Optimization of Watches notifications
The point of optimization is to reach a state, where you should react to every message (email, SMS) that you receive, make some corrective actions for source of the problem, so the message is not generated pointlessly. If there's a message, which you deliberately don't read, it means you don't need the message at all, and it's only increasing the risk that you miss some other important message.
Today there's a lot of tools to optimize and reduce the number of messages from Watches (and from other parts of CM too), though as our experience has shown, they're not really used, even though they can provide significant transparency in status of technology. We are aware that there's plenty of room to improve the tools of messages optimization, for example, you can expect prioritization of Watches.
Overview of notification types
the fundamental type of notification is record about an error on CM Server, which can be viewed through CM portal at Presentation and Evaluation -> Warnings -> Errors and select Watches (Online).
CM Server sends an email notification to assigned operators of the company or to the computer when FAIL state occurs, then every 24 hours when it lasts, at switching back to OK status, optionally if notification of Unknown state is enabled, then also all changes Unknown -> OK/FAIL, OK/FAIL -> Unknown.
C-Monitor sends email and SMS messages independently from CM server notifications using Actions of Watches (that's why it might happen that you receive two reports of one error - one from CM server and the other one from C-Monitor action).
Activate notification by Actions, if you need to :
- remind of a Watch's FAIL state more than once every 24 hours
- send the message also to other operators, than the company's assigned operators and to the computer on which the Watch was created
- send a SMS message (CM Server doesn't iniciate sending of SMS messages, that's always C-Monitor's job)
Tools to reduce the amount of notification
Delay of switching a Watch to failed state
Switching a Watch to Unknown status without notification
Block notification of Watches' status from CM Server while keeping records of errors
Block evaluation & notification of Watches' status from CM Server
Delay of switching a Watch to failed state
Delay of occurence of failed state is a frequently used setting of CM Watches.
You define a time limit, during which FAIL state must persist, for the Watch to be evaluated as FAILED.
Delay for Fail state is used in many situations, when you don't want to be notified about a short-term FAILED status, such as :
1) You're testing availability of an ip address on network using the condition Ping every 5 seconds. If you miss one ping response, result of the condition is immediately set to False state and defaultly, the Watch would be switched to FAILED state. You'd then be notified about change of its state, even though this might be an "insignificant" failure.
Using Delay for Fail state set to e.g. 30 seconds will secure, that FAILED state of the Watch will only occur after 30 seconds since the first FAIL state of the condition, without a change.
2) You're testing load of CPU or Memory using the condition CPU usage or Memory usage.
If the limit value of the device's load,which you've set in the condition, is exceeded (e.g. < 95%), the condition is switched to False state.

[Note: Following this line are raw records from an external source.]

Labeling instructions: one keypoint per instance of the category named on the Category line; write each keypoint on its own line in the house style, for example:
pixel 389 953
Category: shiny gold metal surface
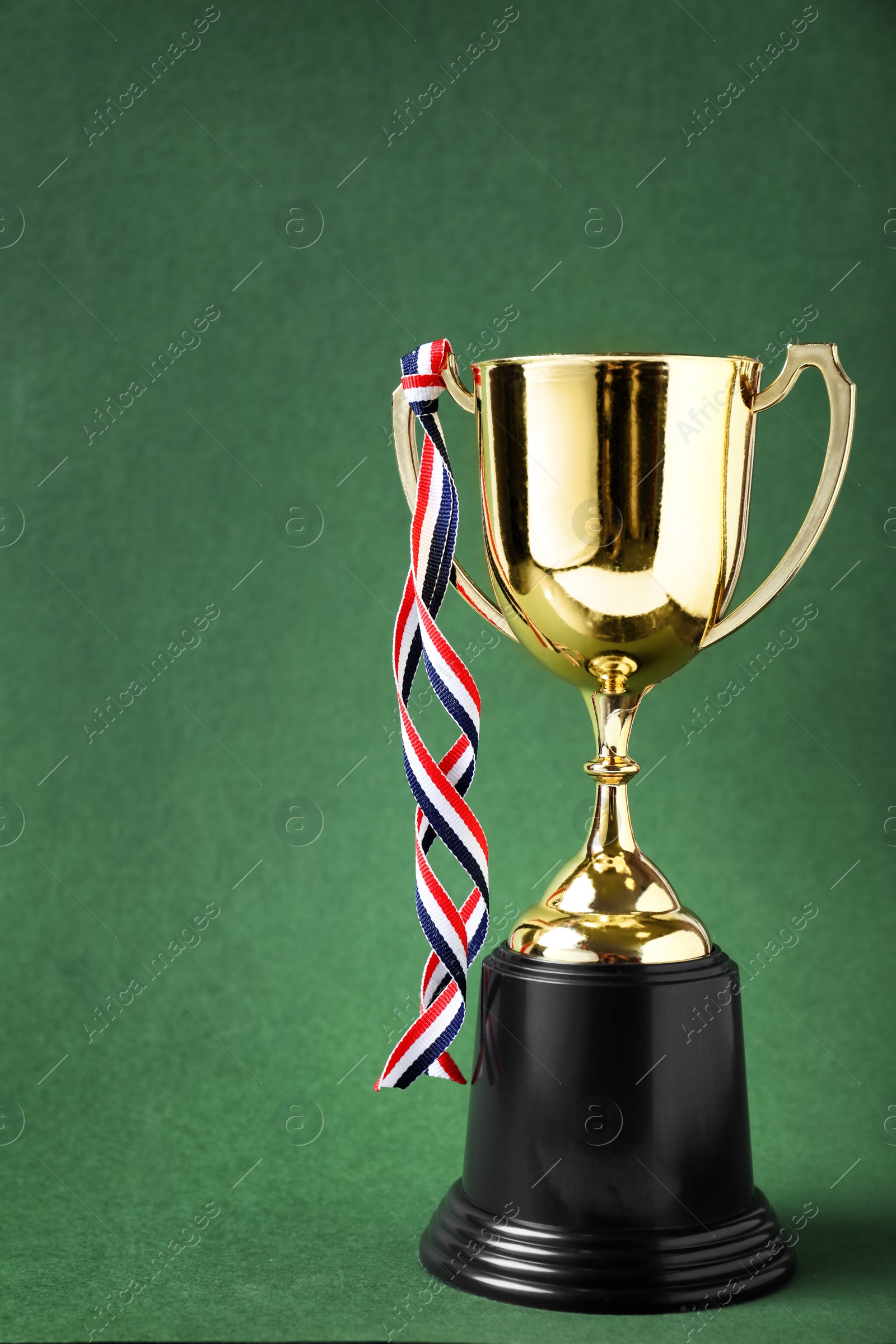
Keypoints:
pixel 609 902
pixel 615 492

However, this load may be short-run, and therefore has no informative value. The merits of FAILED state begin after the FAIL state lasts for several seconds, or minutes. That's why you should use Delay for Fail state, which increases informative value of the Watch's status.
The procedure of setup through C-Monitor console is as follows:
1) Open the tab Watches in the C-Monitor console menu
2) Double click the Watch that you want to edit
3) Tick the checkbox Delay for FAIL state and set the required time period
Switching a Watch to Unknown status without notification
Unknown state of a Watch is a specific state,which signalizes that the Watch's status is "indefinite", resp. it cannot be evaluated either as OK or Failed.

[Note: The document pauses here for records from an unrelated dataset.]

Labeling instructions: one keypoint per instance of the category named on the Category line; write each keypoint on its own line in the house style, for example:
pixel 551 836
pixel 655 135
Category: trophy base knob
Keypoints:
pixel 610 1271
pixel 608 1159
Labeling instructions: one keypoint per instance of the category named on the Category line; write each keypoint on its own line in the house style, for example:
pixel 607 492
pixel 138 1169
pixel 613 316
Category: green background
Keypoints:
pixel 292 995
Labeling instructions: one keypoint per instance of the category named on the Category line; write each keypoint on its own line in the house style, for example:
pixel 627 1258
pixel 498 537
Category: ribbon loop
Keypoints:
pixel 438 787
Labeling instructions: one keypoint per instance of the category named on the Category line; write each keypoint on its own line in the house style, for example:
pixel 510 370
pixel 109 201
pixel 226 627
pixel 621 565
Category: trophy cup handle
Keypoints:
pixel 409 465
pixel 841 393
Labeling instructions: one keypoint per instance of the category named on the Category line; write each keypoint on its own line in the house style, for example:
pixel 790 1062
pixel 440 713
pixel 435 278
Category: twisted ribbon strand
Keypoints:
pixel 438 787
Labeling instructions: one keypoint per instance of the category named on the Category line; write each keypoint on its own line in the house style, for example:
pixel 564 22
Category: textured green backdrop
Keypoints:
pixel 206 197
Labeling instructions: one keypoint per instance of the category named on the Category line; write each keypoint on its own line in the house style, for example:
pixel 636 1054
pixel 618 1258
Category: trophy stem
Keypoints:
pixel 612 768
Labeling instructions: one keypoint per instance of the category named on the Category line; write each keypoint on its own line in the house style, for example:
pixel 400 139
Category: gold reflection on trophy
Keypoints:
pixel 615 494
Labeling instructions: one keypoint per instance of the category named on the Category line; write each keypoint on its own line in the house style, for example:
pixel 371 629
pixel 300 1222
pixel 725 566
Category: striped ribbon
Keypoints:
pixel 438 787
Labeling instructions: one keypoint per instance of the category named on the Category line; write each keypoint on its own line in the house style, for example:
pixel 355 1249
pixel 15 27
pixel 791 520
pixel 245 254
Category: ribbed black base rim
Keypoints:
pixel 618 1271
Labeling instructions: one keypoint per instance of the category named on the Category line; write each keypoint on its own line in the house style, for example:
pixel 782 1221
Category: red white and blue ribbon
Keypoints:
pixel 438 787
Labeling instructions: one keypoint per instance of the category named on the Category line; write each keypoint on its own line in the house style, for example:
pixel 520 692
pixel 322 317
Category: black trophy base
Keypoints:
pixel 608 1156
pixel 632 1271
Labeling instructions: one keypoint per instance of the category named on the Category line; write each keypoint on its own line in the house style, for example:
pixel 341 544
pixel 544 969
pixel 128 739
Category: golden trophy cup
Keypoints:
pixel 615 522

The Watch's state can be set to Unknown by any condition, regardless the result of other conditions of the Watch.
For a better understanding will serve an example:
We want to set evaluation of a Watch to check usage of CPU and Memory on server during working hours, when a certain load should not be exceeded, i.e. the Watch should be in OK state the entire time. If the Watch reaches FAILED state, notifications are delivered to the operators.
However, there are maintenance processes running outside office hours, which load the devices to high performance values, so we can assume that the Watch will reach the FAILED state, though the operator doesn't need to be notified about it, as this state is not a relevant error.

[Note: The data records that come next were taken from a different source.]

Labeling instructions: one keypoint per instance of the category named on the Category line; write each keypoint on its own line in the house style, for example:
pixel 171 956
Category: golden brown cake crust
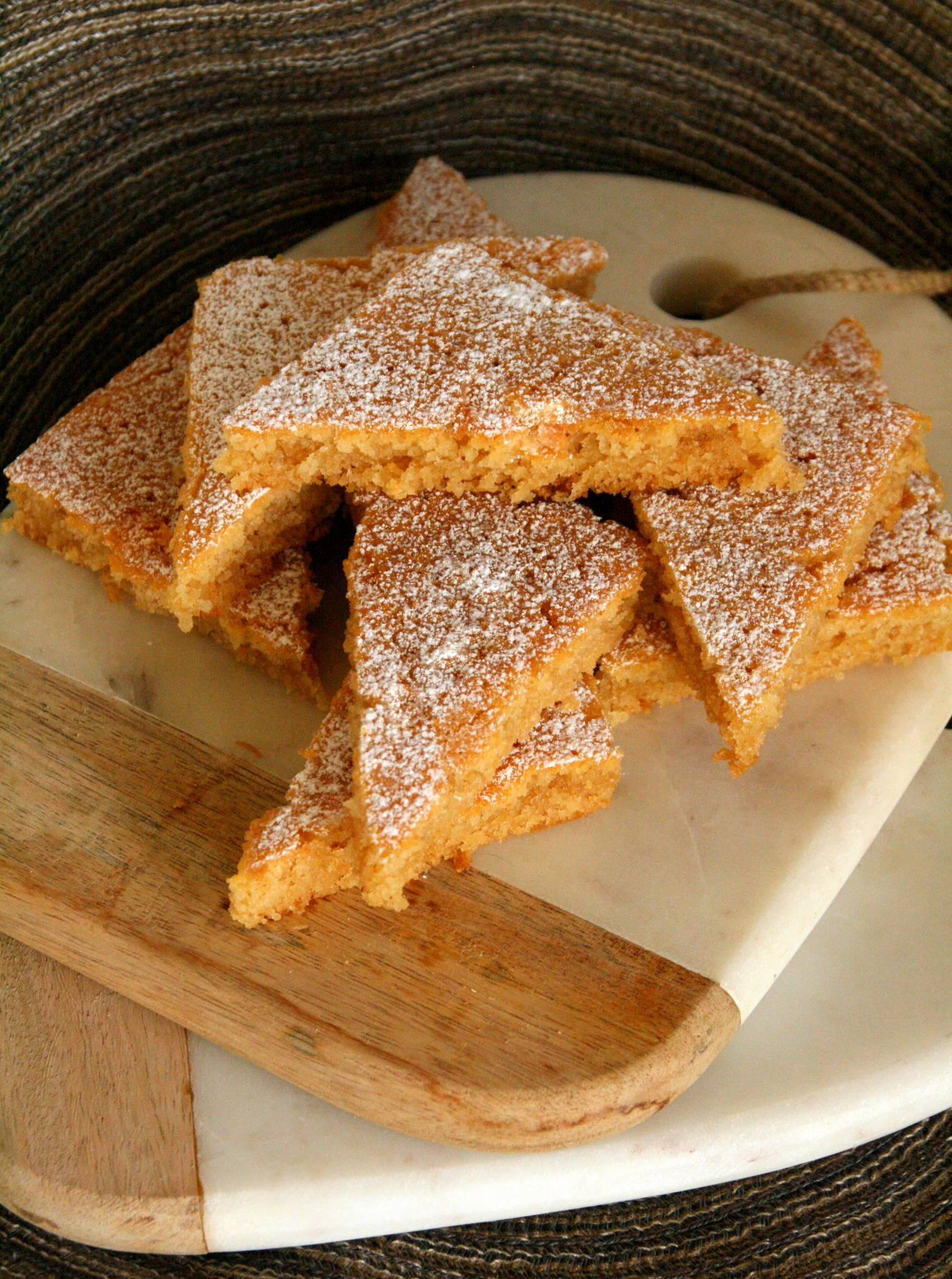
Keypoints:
pixel 306 848
pixel 463 377
pixel 252 317
pixel 468 618
pixel 100 488
pixel 896 605
pixel 748 576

Exactly for this purpose, to get the Watch to the described state where it won't be evaluated as OK, nor as FAILED, there's the Unknown status.
To define Unknown state, create a support condition. If you want to specify certain time interval, when the Watch should be in the Unknown state, the most suitable is the condition Time Range.
Notification of Unknown state is defaultly enabled for CM Watches, so this must be ticked out from the checkbox.
The described setup is shown on the following image, where in the steps 1 and 2 you can see that the condition Time Range was added to the Watch, which will cause that the Watch will be evaluated as Unknown outside 6:00 - 18:00. To disable notifications about the Unknown state, the checkbox in step 3 mustn't be ticked.
Another example for internet/network services is the availability check of a certain location, where there are tests running for individual services, and you don't want to be notified of errors of all the individual services in case the entire location fails. Availability of a location can be tested by an independent Watch and then the condition "Watch state" added for the particular tested services, which will change their status to Unknow, if state of the Watch is failed.
Block notification of Watches' status from CM Server while keeping records of errors
Blocking of notification of Watches' status from CM server while records of errors are still created is also used for monitoring via CM Watches, where the operator won't be notified of error states by notification messages, but it's necessary to keep, and to be able to browse the records.
This option is often used for Watches, which frequently change their status, and the operator would be unnecessarily burdened by the frequent notification.
For example, the operator is deployed to track an inferior internet line, where outages begin to occur frequently. The operator will disable notification through CM Portal, and the error states are monitored by Watches Online.
The blockage is set through CM Portal Admin zone -> Watches - Settings -> choose a concrete Watch and press "edit"
Subsequently, select the option BLOCKED notification on CM Server.
Block evaluation & notification of Watches' status from CM Server.
Blocking of both evaluation & notification of Watches' status from CM Server is used in case you only need to evaluate the Watch in C-Monitor through C-Monitor console.
Therefore, it won't be possible to check results of such Watch through CM Portal at all.
The blockage is set through CM Portal Admin zone -> Watches - Settings -> choose a concrete Watch and press "edit".
Subsequently, select the option BLOCKED evaluation & notification on CM Server.